Special attention was being afforded to single mothers, widows usually, with two or more young children, especially if this caregiver lacked the required workplace skills needed for gainful employment. The main idea was to allow such children to live with the mother in the safety of a home.

Maybe, such assistance was also available to a husband in such a situation, i.e. widower with several young children and someone having no marketable skills. But, in my cursory readings, this situation never came up for discussion.

As a staunch, Franco-American, Republican mother of four, and the daughter of a successful, entrepreneurial, Republican father from a generation before, my mother must have felt deeply torn between accepting welfare assistance from the government and her own family values with those rock-ribbed achievements and goals.

However, she, too, had seen personal friends being crushed during those long years of unemployment, which might have rendered her final decision easier. Yes, she decided to accept a modest, monthly, family allocation from Mother’s Aid, which in addition to our Uncle Lucien’s check for $25.00 per month, permitted all five of us to survive, but just barely. Plain and simple, we had become wards of the state – not an envious label to carry.

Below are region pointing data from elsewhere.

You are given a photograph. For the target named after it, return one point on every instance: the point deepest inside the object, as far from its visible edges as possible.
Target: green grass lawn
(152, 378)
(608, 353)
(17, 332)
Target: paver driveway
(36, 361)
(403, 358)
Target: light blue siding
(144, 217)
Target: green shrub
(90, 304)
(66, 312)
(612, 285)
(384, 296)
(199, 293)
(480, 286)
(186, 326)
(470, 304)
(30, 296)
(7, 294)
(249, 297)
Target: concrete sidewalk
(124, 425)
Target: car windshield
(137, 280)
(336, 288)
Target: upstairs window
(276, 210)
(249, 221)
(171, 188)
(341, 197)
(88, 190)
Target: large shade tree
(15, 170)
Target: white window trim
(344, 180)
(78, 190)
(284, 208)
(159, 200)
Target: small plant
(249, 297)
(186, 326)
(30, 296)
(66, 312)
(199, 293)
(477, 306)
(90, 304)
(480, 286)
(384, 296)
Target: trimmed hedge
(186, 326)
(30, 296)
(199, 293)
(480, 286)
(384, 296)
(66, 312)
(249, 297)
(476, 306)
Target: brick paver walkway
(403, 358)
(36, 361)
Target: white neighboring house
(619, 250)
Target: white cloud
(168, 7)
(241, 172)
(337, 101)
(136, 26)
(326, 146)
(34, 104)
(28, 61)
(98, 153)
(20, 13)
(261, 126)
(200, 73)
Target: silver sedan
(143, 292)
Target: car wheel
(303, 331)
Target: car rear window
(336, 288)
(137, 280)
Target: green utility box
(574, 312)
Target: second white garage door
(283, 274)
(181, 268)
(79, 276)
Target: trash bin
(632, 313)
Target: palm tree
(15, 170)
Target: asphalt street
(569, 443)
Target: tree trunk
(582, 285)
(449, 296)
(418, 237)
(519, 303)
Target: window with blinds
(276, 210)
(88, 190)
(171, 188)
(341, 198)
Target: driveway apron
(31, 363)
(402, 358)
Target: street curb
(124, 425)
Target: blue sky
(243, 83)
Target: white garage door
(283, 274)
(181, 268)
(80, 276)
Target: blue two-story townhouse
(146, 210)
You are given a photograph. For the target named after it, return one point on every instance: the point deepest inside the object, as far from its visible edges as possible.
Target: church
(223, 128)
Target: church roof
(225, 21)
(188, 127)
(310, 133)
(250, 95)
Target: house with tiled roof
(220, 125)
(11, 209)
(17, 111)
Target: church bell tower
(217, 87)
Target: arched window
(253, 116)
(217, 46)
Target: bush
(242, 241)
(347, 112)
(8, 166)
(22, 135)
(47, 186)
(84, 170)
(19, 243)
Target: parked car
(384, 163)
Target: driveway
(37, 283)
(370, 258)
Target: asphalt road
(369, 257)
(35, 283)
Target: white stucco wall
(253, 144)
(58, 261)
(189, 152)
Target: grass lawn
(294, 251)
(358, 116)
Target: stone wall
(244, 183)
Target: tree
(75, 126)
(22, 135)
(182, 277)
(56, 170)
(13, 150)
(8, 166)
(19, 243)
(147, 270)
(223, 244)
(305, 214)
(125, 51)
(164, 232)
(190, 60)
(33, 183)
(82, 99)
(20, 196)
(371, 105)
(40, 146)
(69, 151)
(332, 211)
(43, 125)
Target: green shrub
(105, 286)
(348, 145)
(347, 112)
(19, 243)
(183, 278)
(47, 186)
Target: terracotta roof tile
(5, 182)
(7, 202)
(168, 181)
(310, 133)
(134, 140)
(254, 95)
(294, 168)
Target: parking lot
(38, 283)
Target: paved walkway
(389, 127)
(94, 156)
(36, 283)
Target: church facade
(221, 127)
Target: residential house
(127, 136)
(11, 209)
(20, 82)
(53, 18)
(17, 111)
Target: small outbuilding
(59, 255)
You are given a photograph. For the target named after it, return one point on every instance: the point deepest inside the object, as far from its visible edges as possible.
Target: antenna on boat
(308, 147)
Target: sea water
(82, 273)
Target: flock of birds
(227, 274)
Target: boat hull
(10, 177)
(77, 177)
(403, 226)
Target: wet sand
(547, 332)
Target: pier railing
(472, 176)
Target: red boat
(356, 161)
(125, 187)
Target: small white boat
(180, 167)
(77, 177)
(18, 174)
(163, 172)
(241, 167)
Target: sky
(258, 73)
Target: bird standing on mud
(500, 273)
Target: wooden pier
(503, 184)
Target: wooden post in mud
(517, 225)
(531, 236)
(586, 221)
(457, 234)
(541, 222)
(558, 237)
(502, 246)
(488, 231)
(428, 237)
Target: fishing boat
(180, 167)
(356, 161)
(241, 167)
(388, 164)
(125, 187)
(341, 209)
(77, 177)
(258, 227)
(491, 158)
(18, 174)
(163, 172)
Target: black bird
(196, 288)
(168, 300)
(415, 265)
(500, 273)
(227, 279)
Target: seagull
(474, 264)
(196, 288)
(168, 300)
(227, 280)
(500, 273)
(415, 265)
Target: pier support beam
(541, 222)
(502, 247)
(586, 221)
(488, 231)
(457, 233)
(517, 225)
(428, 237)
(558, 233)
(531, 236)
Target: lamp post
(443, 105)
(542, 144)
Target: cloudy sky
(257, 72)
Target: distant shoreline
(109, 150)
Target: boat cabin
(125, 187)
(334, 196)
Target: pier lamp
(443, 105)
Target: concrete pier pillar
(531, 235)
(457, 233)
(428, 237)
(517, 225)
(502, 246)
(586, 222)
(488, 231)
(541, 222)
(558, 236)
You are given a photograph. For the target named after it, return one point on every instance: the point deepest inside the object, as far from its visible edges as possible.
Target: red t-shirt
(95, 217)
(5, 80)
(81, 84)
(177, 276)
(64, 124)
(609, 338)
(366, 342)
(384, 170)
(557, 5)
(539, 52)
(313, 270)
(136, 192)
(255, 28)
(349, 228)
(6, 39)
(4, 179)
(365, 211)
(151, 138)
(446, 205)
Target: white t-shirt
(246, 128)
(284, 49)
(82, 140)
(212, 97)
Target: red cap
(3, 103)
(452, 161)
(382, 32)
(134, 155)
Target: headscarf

However, we were, fortunately, never expected to wear a public badge to make all comers aware of our dilemma. Such a token of shame might have been required in 12th century France, which might have prompted local troubadours in public squares to fashion new rhymes outlining the pitfalls of penury.

Later, my mother confided in me that the days of the Depression were harder for those people at home than the long years of World War II.

As for my brother and two sisters, our stay-at-home mom managed to keep us all well fed and on the straight and narrow. Also, her continued but clandestine activities as a hairdresser out of our home brought in some cash. This was plus the income from our two, strong paper routes.

In summary, after checking out several empty trails, all promising real relief (un soulagement), only Mother’s Aid came through for us in the winter of 1953 when more belt tightening no longer calmed our stomach pains. Yet, however, even after things calmed down, we no longer could hold our heads quite as high. Even though my father had held four jobs, one regular and three part-time, he had not succeeded in being able to take care of his family. Curious but true.